Decongestants such as Sudafed and Lemsip stimulate the nervous system, classifying them as banned substance by the International Olympic Committee. These drugs raise blood pressure and increase heart rate and therefore can have a significant effect when exercising. There is less absorption of the drug by using a nasal spray, but if used for more than 7 days, rebound congestion can occur. Safer alternatives include inhalation of menthol or eucalyptus.

6. Stop sneezing and dripping noses

The cold is a droplet infection and can easily be transmitted between exercisers. Take care not to rub eyes or noses when sweating in the gym. Antihistamines in preparations such as Actifed dry up secretions, but they may cause drowsiness and blurred vision. Driving ability may be impaired as well as the ability to operate machinery at work or in the gym.

7. Cough it up

Expectorants in cough mixtures can promote mucus removal for a chesty cough and easy breathing when exercising.
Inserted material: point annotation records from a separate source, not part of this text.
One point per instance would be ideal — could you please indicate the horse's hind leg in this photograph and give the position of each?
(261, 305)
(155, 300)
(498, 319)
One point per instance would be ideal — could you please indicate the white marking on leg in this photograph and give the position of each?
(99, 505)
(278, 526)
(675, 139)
Pholcodine linctus suppresses dry coughs and Simple linctus soothes the throat or tickly cough without any side effects. Sugar-free varieties are also available.

8. Do it the natural way

When taken at the first sign of a flu or cold, herbal echinacea and zinc can reduce the severity and duration of the virus. Ginseng, garlic and vitamin E are thought to boost immunity and can also combat secondary bacterial infections. Lack of research on herbal medicines means they should be used with caution. Fresh fruit and vegetables contain antioxindants that can reduce any muscle or tissue damage caused by exercise, as well as preventing a cold.